Get Your Space Ready
If you can, go to a public space. Even though it’s been well-documented in the Internet that people can fall asleep pretty much anywhere, you should make sleeping an unappealing option by placing yourself as far away as possible from your bed. If you can’t go to a cafe or library, make sure you make yourself as uncomfortable as possible to stave off sleep. Don’t wear sweatpants, don’t sit in a chair you can lay in, and stay as far away from pillows as possible. Clean your desk and use it.
Get everything ready, including but not limited to: textbooks, notes, writing utensils, something to drink and something to snack on. Ideally, you’ll be sitting at this desk without getting up for awhile, so try and prepare everything beforehand.
You have to strike a balance between breaks and working, so set a timer for 50 minutes, and don’t lift your head from that textbook before it’s up. As soon as time’s up, get up and move! Go to the bathroom, make some tea or just walk around for a bit to give yourself some energy.
If you’re using a computer, don’t go on Facebook, Twitter or wherever else you prefer to waste time online. You’ll no doubt end up in a content vortex and won’t come out until an hour later. There’s no time to waste right now, so if you’re using anything with a screen to study, just leave it for the duration of the break.
When you have limited time to study, you can’t afford to read all the chapters in-depth. If you encounter some information that you can’t parse on your first read through and it’s not absolutely vital, it might be best to just move on. A lot of this process is basically going to be throwing information into your head, and hoping it sticks.
Don’t use a highlighter. All the highly relevant information is probably going to be bolded or highlighted in another way in your textbook. Highlighting is for when you need to find stuff in a wall of text for later use, and with the time constraints that you’re under at most what you can hope is one thorough reading of the text. Yeah, it seems like some vague attempt at doing what students who don’t need to cram do, but highlighters are not magical.

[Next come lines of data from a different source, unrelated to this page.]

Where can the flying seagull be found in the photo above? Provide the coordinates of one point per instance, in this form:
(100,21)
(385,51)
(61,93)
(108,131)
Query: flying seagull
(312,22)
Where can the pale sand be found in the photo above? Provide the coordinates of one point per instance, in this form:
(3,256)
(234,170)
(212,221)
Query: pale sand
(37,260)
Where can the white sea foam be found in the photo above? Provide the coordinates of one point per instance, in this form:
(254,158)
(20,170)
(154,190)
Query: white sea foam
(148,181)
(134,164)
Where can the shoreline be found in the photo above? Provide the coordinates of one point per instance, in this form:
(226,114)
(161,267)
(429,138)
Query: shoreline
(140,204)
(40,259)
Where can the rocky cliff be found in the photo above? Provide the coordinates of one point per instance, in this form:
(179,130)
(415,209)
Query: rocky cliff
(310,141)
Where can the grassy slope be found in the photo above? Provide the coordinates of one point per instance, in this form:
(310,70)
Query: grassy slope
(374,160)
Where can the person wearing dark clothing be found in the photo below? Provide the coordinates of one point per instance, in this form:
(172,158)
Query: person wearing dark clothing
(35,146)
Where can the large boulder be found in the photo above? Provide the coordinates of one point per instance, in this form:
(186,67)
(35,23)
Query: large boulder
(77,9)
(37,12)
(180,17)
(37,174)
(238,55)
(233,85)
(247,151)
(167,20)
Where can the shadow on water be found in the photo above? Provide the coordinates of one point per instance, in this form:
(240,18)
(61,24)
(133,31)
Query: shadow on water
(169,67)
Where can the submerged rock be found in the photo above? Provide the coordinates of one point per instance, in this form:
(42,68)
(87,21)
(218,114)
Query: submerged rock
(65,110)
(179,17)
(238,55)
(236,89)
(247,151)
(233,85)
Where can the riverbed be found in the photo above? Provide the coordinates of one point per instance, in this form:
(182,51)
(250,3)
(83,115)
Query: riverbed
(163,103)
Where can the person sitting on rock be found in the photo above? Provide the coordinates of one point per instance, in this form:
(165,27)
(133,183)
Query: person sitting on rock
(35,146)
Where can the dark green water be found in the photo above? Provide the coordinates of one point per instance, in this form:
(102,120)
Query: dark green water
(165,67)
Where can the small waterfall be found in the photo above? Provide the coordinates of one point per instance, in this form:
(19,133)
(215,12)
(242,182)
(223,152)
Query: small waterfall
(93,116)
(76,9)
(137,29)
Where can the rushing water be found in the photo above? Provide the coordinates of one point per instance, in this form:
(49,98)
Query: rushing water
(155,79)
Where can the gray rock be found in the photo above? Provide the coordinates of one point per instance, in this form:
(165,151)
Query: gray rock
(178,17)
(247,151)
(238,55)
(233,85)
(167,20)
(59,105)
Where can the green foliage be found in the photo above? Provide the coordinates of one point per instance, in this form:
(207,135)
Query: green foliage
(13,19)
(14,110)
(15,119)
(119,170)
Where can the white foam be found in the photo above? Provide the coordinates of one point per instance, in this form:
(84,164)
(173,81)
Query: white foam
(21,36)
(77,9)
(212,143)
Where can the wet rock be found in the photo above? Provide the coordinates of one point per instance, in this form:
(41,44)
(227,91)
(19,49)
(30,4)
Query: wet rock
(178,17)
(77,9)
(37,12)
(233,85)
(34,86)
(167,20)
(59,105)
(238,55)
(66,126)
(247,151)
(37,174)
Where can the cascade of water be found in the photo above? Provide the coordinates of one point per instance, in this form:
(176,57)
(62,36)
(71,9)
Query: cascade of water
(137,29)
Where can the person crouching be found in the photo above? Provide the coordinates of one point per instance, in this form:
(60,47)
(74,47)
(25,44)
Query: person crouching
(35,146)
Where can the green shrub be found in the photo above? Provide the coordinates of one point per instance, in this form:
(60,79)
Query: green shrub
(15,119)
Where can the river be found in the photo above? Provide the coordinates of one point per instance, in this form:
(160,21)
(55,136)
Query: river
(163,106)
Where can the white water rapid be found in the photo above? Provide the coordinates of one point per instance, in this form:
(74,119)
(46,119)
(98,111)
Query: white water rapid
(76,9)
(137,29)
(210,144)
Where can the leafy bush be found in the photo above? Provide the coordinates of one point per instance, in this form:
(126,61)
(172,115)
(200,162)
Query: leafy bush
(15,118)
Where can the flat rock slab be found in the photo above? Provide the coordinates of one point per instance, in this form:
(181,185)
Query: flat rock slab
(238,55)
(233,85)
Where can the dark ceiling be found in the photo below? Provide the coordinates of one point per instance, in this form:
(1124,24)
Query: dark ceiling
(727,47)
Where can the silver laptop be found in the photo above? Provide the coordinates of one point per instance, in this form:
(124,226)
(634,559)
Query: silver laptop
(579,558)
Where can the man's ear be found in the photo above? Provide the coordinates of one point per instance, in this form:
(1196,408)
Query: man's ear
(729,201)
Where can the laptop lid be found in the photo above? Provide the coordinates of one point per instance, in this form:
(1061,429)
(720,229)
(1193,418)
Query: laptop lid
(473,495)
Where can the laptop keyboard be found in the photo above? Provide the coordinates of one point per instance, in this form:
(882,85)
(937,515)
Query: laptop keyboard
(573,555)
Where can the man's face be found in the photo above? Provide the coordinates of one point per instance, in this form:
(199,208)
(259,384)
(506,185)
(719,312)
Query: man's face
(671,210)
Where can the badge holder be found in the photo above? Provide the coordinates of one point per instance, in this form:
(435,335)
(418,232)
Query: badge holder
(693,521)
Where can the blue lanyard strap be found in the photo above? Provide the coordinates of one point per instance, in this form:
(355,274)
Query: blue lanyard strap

After you finish each chapter, get a piece of paper and write down all the information that you think you will need when taking the test, in bullet point form, with headings and subheadings. This will do wonders for what information you retain, and you’ll quickly see what parts of the chapter you’ll need to revise to cover the gaps – if you have the time to do that, that is. Try these helpful memory improvement tecniques to memorize better!
Go to Bed
After you’ve done all your reading, drink a glass of water and head off for some sleep. You’ll need at least a power nap before the exam, since coming in with your brain fried from all the information you’ve been cramming into it won’t do any good.

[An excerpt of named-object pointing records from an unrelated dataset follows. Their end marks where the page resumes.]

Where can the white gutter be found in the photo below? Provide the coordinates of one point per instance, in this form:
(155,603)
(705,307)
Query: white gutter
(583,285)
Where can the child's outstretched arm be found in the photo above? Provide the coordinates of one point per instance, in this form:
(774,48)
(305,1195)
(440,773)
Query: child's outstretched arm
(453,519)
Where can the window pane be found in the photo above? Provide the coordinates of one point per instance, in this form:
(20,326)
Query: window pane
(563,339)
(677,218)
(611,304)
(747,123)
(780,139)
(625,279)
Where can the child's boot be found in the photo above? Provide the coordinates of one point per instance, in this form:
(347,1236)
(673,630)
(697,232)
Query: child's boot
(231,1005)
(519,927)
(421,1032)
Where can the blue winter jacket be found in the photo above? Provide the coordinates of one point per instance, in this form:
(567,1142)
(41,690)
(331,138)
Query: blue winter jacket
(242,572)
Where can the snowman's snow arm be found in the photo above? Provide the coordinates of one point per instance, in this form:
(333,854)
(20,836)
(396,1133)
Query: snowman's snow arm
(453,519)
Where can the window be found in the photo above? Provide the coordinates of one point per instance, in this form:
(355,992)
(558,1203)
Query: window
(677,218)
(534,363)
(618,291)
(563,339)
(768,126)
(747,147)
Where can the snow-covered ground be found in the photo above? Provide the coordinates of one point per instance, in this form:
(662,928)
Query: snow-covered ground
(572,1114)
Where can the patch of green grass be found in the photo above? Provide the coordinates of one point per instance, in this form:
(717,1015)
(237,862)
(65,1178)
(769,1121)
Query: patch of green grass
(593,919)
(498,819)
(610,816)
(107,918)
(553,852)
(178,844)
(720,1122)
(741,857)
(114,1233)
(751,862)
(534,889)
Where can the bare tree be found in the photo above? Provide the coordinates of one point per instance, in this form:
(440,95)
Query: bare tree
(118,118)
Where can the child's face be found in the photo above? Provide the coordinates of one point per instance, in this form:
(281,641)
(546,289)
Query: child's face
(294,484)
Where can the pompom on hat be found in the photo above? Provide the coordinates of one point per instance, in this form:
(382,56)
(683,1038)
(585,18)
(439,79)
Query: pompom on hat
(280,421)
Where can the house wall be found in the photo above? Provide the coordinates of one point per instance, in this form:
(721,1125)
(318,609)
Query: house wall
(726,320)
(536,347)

After waking up and getting ready, read through your notes. If you read the textbook, the stuff you’ve written down should bring up related information. See? Results!
After it’s all over, take a look at how you got yourself in this situation. If you routinely have to cram for exams the night before, then it’s time to think about how you can reverse the habit. Resolve to always be on top of your reading and never turn in your homework late. Staying up all night to get a passing grade is a huge toll, and, in any case, barely passing every test you have shouldn’t be the way you spend your time in college.